DDoS Threat Intelligence Report: Issue 11

Growth of more than 220Tbps in global internet traffic—the equivalent or more than 14 million 4K video streams of the Formula 1 Grand Prix—by the end of 2022 brought with it a steep increase in distributed denial-of-service (DDoS) attacks straight into 2023. This growth rate underscores the importance of constant innovation and investment into internetwide visibility, an investment to which NETSCOUT remains committed. 

A startling discovery revealed that more than 90 percent of the abused infrastructure remains persistent week after week, spelling good news for defenders and making tracking and mitigation more effective.  

Recent trends in adversary tactics rely more and more on bespoke infrastructure such as DDoS botnets, open proxy networks, and even The Onion Router (Tor) nodes to scan, probe, and launch DDoS attacks. This distinct infrastructure isn’t used globally, but rather case by case depending on the targets. 

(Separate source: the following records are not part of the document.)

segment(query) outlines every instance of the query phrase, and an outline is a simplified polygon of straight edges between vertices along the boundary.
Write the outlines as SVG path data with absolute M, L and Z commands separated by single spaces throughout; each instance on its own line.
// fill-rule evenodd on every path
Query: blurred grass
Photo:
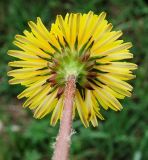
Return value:
M 9 86 L 6 72 L 15 34 L 40 16 L 50 27 L 57 14 L 106 11 L 123 39 L 133 43 L 134 62 L 139 65 L 132 81 L 132 98 L 122 101 L 120 113 L 104 112 L 106 121 L 85 129 L 79 120 L 73 126 L 72 160 L 148 160 L 148 2 L 145 0 L 0 0 L 0 160 L 47 160 L 52 155 L 58 126 L 49 116 L 35 120 L 21 108 L 16 95 L 20 86 Z M 103 112 L 103 111 L 102 111 Z

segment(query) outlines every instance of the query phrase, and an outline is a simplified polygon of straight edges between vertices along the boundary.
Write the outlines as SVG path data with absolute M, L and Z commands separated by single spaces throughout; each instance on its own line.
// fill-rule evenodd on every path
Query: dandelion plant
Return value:
M 50 30 L 37 18 L 28 23 L 31 31 L 15 36 L 19 50 L 8 51 L 17 58 L 9 63 L 9 83 L 26 87 L 18 95 L 26 98 L 23 107 L 38 119 L 51 113 L 53 126 L 60 121 L 53 160 L 68 160 L 77 113 L 85 127 L 96 127 L 104 119 L 101 107 L 120 111 L 119 100 L 131 96 L 127 81 L 137 66 L 126 60 L 133 58 L 132 44 L 119 39 L 122 32 L 113 31 L 105 17 L 92 11 L 57 15 Z

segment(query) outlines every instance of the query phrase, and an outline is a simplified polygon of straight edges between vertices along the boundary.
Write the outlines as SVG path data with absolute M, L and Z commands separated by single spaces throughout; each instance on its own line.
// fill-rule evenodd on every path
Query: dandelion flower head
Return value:
M 131 96 L 127 81 L 135 77 L 137 66 L 125 61 L 133 58 L 132 44 L 119 39 L 122 32 L 113 31 L 105 17 L 92 11 L 58 15 L 50 30 L 37 18 L 37 23 L 28 23 L 31 31 L 15 36 L 19 50 L 8 51 L 17 58 L 9 63 L 9 83 L 26 87 L 18 98 L 26 98 L 23 106 L 33 110 L 35 118 L 52 113 L 52 125 L 60 120 L 69 75 L 76 77 L 73 118 L 78 113 L 85 127 L 104 119 L 101 107 L 122 109 L 119 99 Z

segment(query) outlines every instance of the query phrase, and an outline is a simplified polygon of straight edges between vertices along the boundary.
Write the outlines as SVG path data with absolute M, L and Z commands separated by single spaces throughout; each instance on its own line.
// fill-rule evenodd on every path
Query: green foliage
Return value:
M 106 120 L 98 128 L 85 129 L 74 122 L 72 160 L 148 159 L 148 2 L 146 0 L 1 0 L 0 1 L 0 160 L 43 160 L 52 155 L 58 126 L 49 125 L 49 116 L 34 120 L 21 108 L 16 95 L 20 86 L 8 85 L 7 50 L 13 49 L 15 34 L 28 28 L 29 20 L 40 16 L 46 26 L 57 14 L 106 11 L 123 39 L 133 43 L 134 62 L 139 65 L 132 81 L 134 94 L 122 101 L 120 113 L 104 112 Z M 102 110 L 103 112 L 103 110 Z

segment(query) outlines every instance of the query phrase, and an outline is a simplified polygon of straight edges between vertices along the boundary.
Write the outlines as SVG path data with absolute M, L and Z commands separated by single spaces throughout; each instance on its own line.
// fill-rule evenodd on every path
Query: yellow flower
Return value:
M 135 76 L 137 66 L 125 62 L 133 58 L 131 43 L 119 40 L 121 31 L 112 31 L 112 24 L 102 12 L 96 15 L 67 13 L 58 15 L 51 30 L 45 28 L 40 18 L 30 21 L 31 32 L 16 35 L 13 42 L 20 50 L 9 50 L 17 61 L 8 75 L 10 84 L 21 84 L 26 89 L 18 98 L 26 97 L 24 107 L 34 110 L 35 118 L 52 112 L 51 124 L 61 118 L 66 79 L 76 77 L 76 93 L 73 106 L 85 127 L 89 122 L 98 125 L 103 120 L 100 108 L 122 109 L 118 99 L 131 96 L 132 86 L 126 81 Z

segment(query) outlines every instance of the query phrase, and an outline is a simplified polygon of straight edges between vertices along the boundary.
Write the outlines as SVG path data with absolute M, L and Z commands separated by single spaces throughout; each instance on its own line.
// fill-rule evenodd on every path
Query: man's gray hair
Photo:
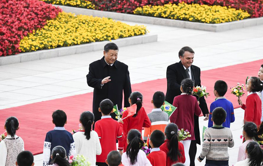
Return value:
M 184 57 L 184 52 L 186 51 L 188 51 L 191 53 L 195 54 L 195 51 L 194 51 L 194 50 L 193 50 L 192 48 L 190 47 L 185 46 L 181 48 L 181 49 L 179 51 L 178 54 L 179 58 L 180 58 L 180 57 Z

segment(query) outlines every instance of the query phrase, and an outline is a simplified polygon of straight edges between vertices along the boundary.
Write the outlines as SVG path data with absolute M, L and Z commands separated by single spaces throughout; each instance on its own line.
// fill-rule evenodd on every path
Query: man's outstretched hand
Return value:
M 110 78 L 110 76 L 108 76 L 107 77 L 105 77 L 105 78 L 103 79 L 101 81 L 101 85 L 103 85 L 104 84 L 106 84 L 108 82 L 109 82 L 111 81 L 111 79 L 109 79 L 109 78 Z

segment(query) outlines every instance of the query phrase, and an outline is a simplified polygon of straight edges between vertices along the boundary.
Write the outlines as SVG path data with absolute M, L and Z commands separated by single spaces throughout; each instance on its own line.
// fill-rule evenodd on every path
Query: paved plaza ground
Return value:
M 178 52 L 185 46 L 194 50 L 193 64 L 202 71 L 263 59 L 263 25 L 214 32 L 144 25 L 150 33 L 158 34 L 157 42 L 119 48 L 118 60 L 129 65 L 132 84 L 165 78 L 167 67 L 179 60 Z M 101 49 L 0 66 L 0 109 L 93 91 L 87 84 L 86 75 L 90 63 L 103 56 Z M 229 72 L 234 74 L 234 71 Z M 251 75 L 256 76 L 257 72 Z M 234 111 L 236 120 L 230 129 L 235 146 L 229 149 L 229 165 L 236 162 L 238 148 L 242 143 L 239 136 L 244 111 L 238 108 Z M 199 118 L 201 131 L 208 123 L 203 119 Z M 201 148 L 198 147 L 196 157 Z M 42 155 L 35 157 L 35 165 L 42 165 Z M 197 160 L 195 162 L 197 165 L 205 163 Z

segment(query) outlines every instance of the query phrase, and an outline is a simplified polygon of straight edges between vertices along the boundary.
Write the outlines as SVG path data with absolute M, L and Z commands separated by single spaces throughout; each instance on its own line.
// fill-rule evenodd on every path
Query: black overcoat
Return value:
M 195 80 L 195 86 L 201 86 L 200 78 L 200 68 L 194 65 L 191 65 L 191 71 L 193 75 Z M 184 79 L 187 78 L 184 68 L 181 61 L 167 67 L 166 79 L 167 80 L 167 89 L 165 95 L 165 100 L 172 104 L 174 97 L 180 95 L 182 93 L 180 90 L 181 82 Z M 209 114 L 207 105 L 204 98 L 203 97 L 199 100 L 199 106 L 203 115 Z M 199 131 L 199 123 L 198 116 L 194 115 L 195 137 L 196 142 L 200 145 L 200 132 Z
M 132 88 L 128 65 L 116 60 L 111 66 L 106 63 L 103 57 L 90 64 L 89 70 L 86 76 L 87 83 L 89 86 L 94 88 L 93 111 L 95 122 L 101 119 L 101 114 L 98 112 L 98 108 L 101 102 L 104 99 L 109 99 L 114 105 L 118 105 L 119 109 L 122 107 L 123 93 L 124 106 L 130 106 L 128 99 Z M 111 81 L 101 86 L 101 81 L 108 76 L 110 76 Z M 112 114 L 112 117 L 115 119 L 116 115 Z

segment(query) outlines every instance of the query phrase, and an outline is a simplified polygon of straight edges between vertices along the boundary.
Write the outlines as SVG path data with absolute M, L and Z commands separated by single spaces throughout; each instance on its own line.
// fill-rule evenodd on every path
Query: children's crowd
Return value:
M 263 141 L 263 65 L 258 76 L 251 77 L 247 81 L 248 94 L 245 104 L 238 100 L 245 110 L 244 138 L 235 165 L 263 165 L 263 150 L 258 143 Z M 125 112 L 122 119 L 118 121 L 110 116 L 113 104 L 108 99 L 104 100 L 99 109 L 102 116 L 95 123 L 94 130 L 94 116 L 86 111 L 79 119 L 83 130 L 73 135 L 64 128 L 67 123 L 66 113 L 62 110 L 56 111 L 52 115 L 55 127 L 47 133 L 44 142 L 43 165 L 69 166 L 69 156 L 78 154 L 83 155 L 91 165 L 189 165 L 191 140 L 199 137 L 195 136 L 193 131 L 194 115 L 198 116 L 201 113 L 196 98 L 191 95 L 193 87 L 191 79 L 183 80 L 181 95 L 175 97 L 173 104 L 177 108 L 170 117 L 160 108 L 165 103 L 165 95 L 161 92 L 154 94 L 151 101 L 154 109 L 148 115 L 143 106 L 142 94 L 132 93 L 129 102 L 131 106 L 136 105 L 136 113 L 128 116 Z M 217 81 L 214 87 L 216 98 L 210 106 L 209 128 L 205 131 L 202 151 L 197 159 L 202 162 L 206 158 L 203 164 L 206 166 L 226 166 L 229 157 L 228 148 L 234 144 L 229 129 L 231 123 L 235 120 L 234 108 L 224 97 L 228 89 L 226 82 Z M 19 128 L 16 118 L 6 120 L 4 129 L 7 135 L 0 142 L 0 165 L 34 165 L 33 155 L 24 151 L 23 140 L 15 134 Z M 191 136 L 179 141 L 179 129 L 188 130 Z M 148 137 L 151 150 L 147 155 L 141 149 Z

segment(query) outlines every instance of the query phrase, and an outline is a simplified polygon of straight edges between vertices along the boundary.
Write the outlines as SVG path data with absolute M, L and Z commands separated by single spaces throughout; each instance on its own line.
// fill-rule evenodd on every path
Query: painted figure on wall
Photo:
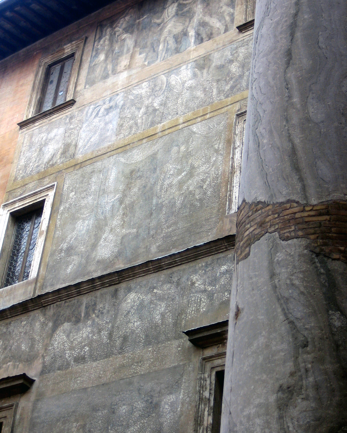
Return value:
M 145 68 L 233 28 L 235 0 L 146 0 L 99 23 L 86 87 Z

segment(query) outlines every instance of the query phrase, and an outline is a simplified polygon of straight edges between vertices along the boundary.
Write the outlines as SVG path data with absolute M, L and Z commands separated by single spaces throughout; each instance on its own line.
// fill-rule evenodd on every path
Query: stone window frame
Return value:
M 0 290 L 2 291 L 10 290 L 18 284 L 25 284 L 36 278 L 39 271 L 56 185 L 56 182 L 48 185 L 7 202 L 0 207 L 0 271 L 1 272 L 2 283 Z M 7 270 L 6 265 L 10 252 L 16 224 L 15 214 L 18 212 L 25 212 L 27 210 L 29 212 L 33 207 L 40 203 L 43 204 L 43 209 L 29 279 L 16 284 L 3 287 L 4 276 Z
M 225 370 L 226 356 L 223 352 L 200 359 L 194 433 L 211 433 L 216 373 Z
M 0 405 L 0 423 L 2 423 L 1 433 L 11 433 L 13 423 L 16 403 Z
M 233 138 L 230 158 L 226 214 L 237 212 L 240 187 L 241 163 L 245 139 L 247 110 L 236 113 L 234 123 Z
M 45 56 L 41 59 L 36 69 L 24 120 L 17 123 L 20 128 L 24 128 L 41 119 L 47 117 L 54 113 L 72 107 L 75 103 L 76 101 L 74 99 L 75 89 L 86 39 L 86 38 L 84 37 L 72 42 L 65 45 L 54 54 Z M 71 69 L 65 101 L 62 103 L 52 107 L 45 111 L 38 113 L 37 110 L 41 103 L 46 74 L 49 68 L 60 60 L 62 60 L 65 58 L 68 58 L 72 55 L 74 56 L 74 63 Z
M 235 5 L 235 27 L 242 33 L 254 27 L 256 0 L 236 0 Z M 252 11 L 250 11 L 250 6 Z

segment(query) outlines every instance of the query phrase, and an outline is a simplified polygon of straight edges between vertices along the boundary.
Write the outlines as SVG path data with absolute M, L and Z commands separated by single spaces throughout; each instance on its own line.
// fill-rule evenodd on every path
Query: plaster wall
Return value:
M 19 59 L 35 58 L 32 84 L 39 57 L 85 38 L 75 103 L 16 129 L 4 200 L 56 188 L 37 277 L 0 290 L 0 377 L 36 379 L 17 397 L 15 433 L 194 430 L 200 359 L 226 349 L 182 331 L 228 317 L 233 250 L 204 246 L 235 232 L 252 39 L 235 28 L 239 3 L 117 1 L 11 58 L 22 74 Z M 199 245 L 203 258 L 180 265 Z M 157 271 L 168 254 L 173 268 Z M 98 280 L 144 263 L 145 277 Z

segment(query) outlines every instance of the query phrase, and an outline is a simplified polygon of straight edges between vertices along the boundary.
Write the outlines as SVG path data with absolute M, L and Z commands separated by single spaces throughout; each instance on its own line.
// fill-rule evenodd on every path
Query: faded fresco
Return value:
M 177 431 L 183 372 L 178 365 L 36 400 L 29 432 Z
M 229 305 L 232 261 L 229 252 L 2 322 L 1 365 L 38 366 L 26 431 L 180 431 L 200 353 L 182 331 Z
M 252 41 L 251 37 L 233 44 L 25 132 L 16 178 L 85 155 L 246 90 Z
M 86 87 L 231 30 L 235 0 L 146 0 L 98 26 Z
M 213 239 L 227 116 L 67 174 L 45 290 Z

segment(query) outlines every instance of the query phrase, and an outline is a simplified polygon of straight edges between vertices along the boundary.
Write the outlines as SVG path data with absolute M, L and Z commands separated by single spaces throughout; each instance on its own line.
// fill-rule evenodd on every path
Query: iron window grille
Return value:
M 29 278 L 43 208 L 17 216 L 3 287 Z
M 9 286 L 32 282 L 37 275 L 56 186 L 52 184 L 0 207 L 3 296 L 10 293 Z
M 74 60 L 72 55 L 49 65 L 38 113 L 46 111 L 65 102 Z

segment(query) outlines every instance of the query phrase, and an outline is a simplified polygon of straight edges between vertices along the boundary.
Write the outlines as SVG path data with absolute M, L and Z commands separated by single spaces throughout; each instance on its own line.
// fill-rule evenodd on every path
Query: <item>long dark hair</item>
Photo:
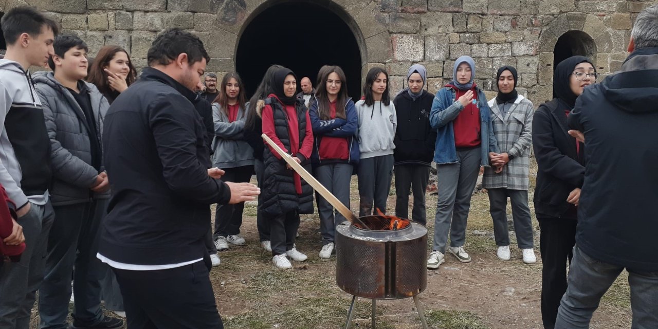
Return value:
M 256 91 L 253 93 L 253 95 L 249 100 L 249 108 L 247 109 L 247 118 L 245 120 L 245 129 L 253 129 L 254 126 L 256 124 L 256 118 L 258 116 L 258 113 L 256 113 L 257 103 L 259 100 L 265 99 L 269 95 L 267 93 L 269 90 L 272 89 L 272 87 L 270 86 L 270 81 L 274 76 L 274 72 L 279 68 L 282 68 L 283 66 L 281 65 L 275 64 L 268 67 L 267 70 L 265 71 L 265 74 L 263 76 L 263 80 L 261 80 L 261 84 L 258 85 Z
M 219 103 L 219 108 L 224 111 L 226 116 L 228 116 L 228 95 L 226 95 L 226 85 L 228 84 L 228 82 L 232 78 L 238 82 L 238 86 L 240 88 L 240 91 L 238 92 L 238 105 L 240 105 L 240 109 L 245 108 L 245 89 L 244 86 L 242 86 L 242 79 L 240 78 L 240 76 L 238 73 L 234 72 L 226 73 L 222 78 L 219 92 L 217 93 L 217 97 L 213 101 L 215 103 Z
M 336 99 L 336 117 L 342 119 L 347 116 L 345 113 L 345 104 L 347 102 L 347 85 L 345 72 L 340 66 L 324 65 L 318 72 L 317 91 L 315 101 L 318 103 L 318 114 L 322 120 L 331 119 L 331 109 L 329 107 L 329 93 L 327 91 L 327 80 L 329 75 L 336 73 L 342 82 L 338 96 Z M 310 105 L 309 105 L 310 107 Z
M 95 85 L 105 97 L 109 96 L 112 99 L 116 98 L 119 95 L 119 92 L 110 88 L 110 84 L 107 82 L 107 74 L 103 69 L 110 64 L 114 55 L 120 51 L 125 53 L 128 57 L 128 66 L 130 68 L 130 72 L 126 77 L 126 84 L 130 86 L 137 79 L 137 71 L 132 65 L 132 61 L 130 60 L 130 55 L 128 51 L 118 45 L 106 45 L 101 48 L 98 55 L 94 58 L 93 63 L 87 76 L 88 82 Z
M 366 83 L 363 84 L 363 95 L 365 96 L 366 105 L 368 106 L 374 105 L 374 98 L 372 97 L 372 84 L 380 73 L 384 73 L 386 76 L 386 89 L 382 95 L 382 103 L 386 106 L 391 103 L 391 97 L 389 95 L 390 85 L 388 81 L 388 72 L 380 67 L 373 67 L 368 71 L 368 74 L 366 75 Z

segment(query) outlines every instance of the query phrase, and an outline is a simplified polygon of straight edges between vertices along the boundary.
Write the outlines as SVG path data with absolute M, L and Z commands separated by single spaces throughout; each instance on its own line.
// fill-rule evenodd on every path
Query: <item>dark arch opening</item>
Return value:
M 589 34 L 582 31 L 572 30 L 557 39 L 553 51 L 553 68 L 555 70 L 560 62 L 572 56 L 585 56 L 596 63 L 596 43 Z M 553 91 L 553 97 L 555 97 Z
M 278 64 L 316 87 L 322 65 L 338 65 L 347 77 L 347 92 L 361 97 L 361 55 L 354 33 L 332 10 L 307 2 L 269 7 L 244 29 L 238 44 L 236 68 L 251 95 L 267 68 Z

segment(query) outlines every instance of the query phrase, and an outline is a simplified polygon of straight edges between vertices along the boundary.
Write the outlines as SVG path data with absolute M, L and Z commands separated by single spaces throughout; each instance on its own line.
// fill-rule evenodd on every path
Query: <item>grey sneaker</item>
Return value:
M 464 251 L 464 247 L 450 247 L 450 253 L 453 254 L 461 263 L 470 263 L 470 256 Z

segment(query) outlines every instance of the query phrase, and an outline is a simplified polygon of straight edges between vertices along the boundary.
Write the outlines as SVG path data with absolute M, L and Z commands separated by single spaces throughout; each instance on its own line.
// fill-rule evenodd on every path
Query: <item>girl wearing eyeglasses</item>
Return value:
M 555 324 L 560 299 L 567 290 L 567 264 L 576 243 L 577 207 L 585 172 L 584 145 L 569 136 L 567 118 L 584 88 L 598 74 L 590 59 L 569 57 L 555 67 L 555 98 L 542 104 L 532 119 L 532 147 L 537 160 L 534 209 L 542 235 L 542 318 Z

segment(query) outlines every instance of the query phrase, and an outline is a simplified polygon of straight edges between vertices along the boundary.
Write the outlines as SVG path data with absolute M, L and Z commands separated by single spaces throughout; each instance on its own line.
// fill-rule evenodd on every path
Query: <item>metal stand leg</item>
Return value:
M 349 329 L 352 325 L 352 313 L 354 312 L 354 304 L 357 303 L 359 297 L 356 295 L 352 297 L 352 303 L 349 305 L 349 311 L 347 311 L 347 322 L 345 324 L 345 329 Z
M 422 309 L 420 301 L 418 299 L 417 295 L 414 295 L 413 302 L 416 303 L 416 309 L 418 310 L 418 315 L 420 317 L 420 323 L 422 324 L 423 329 L 427 329 L 427 320 L 425 320 L 425 311 Z
M 374 317 L 377 309 L 377 300 L 372 299 L 372 329 L 375 329 Z

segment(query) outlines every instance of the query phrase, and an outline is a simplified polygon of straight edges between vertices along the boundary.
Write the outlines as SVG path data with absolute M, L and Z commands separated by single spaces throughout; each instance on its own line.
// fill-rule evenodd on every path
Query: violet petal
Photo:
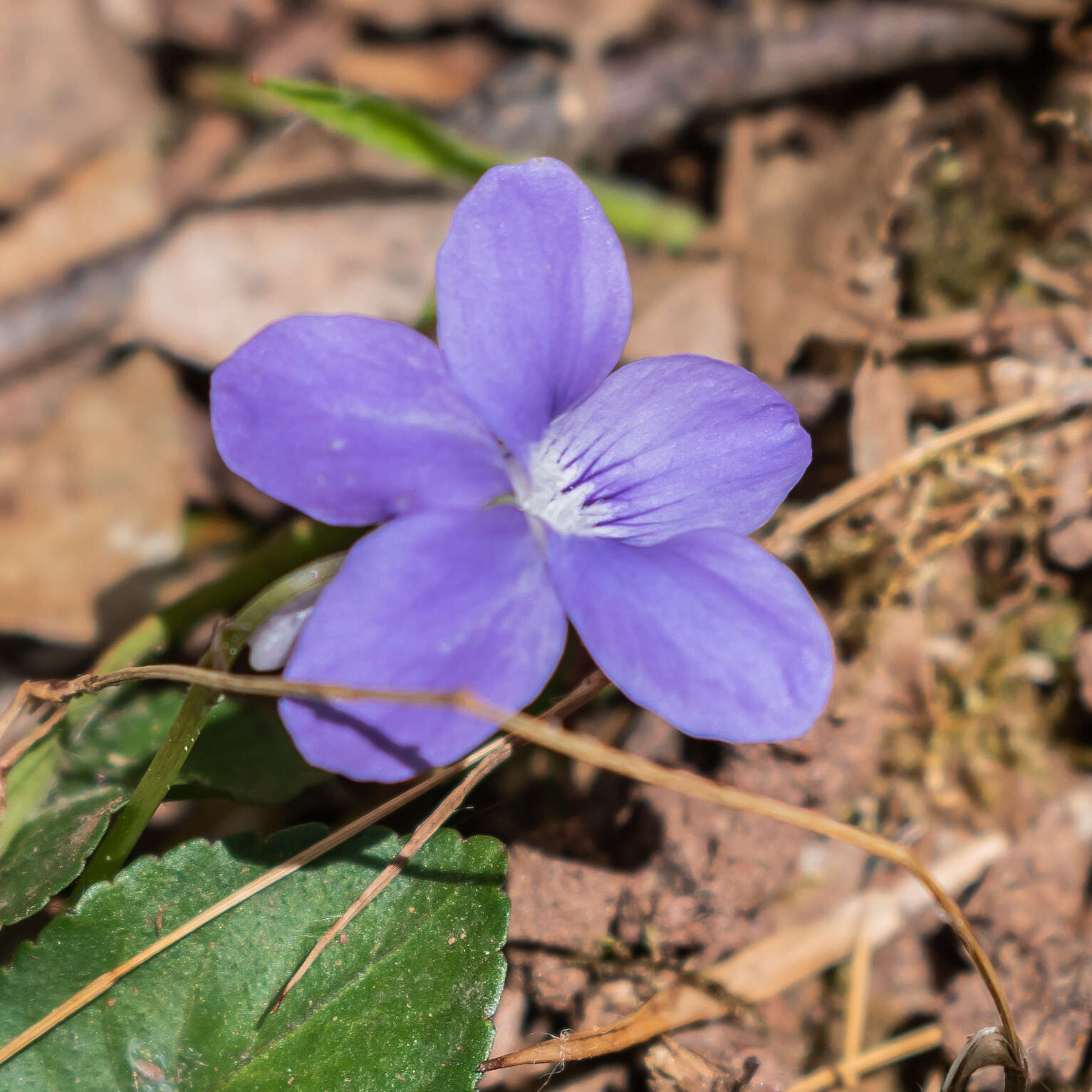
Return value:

Our visibility platform allows NETSCOUT’s ASERT experts to track adversary vector discovery, going so far as to identify the very first probes months before a new DDoS vector is weaponized. The lead time allows us to get ahead of the adversary and protect customers more effectively. 

DNS water-torture attacks continue to thrive, while carpet-bombing attacks continued the onslaught observed in the last quarter of 2022. These two methods combine to create havoc on service provider and enterprise networks around the world. 

Geopolitical tension echoes into the digital world, with attacks against Sweden ramping up prior to Turkey’s agreement to ratify that country’s bid to join NATO. DDoS attacks against Sweden doubled throughout the month of May. Meanwhile, the strong push of 5G technology is creating ripple effects in the DDoS threat landscape.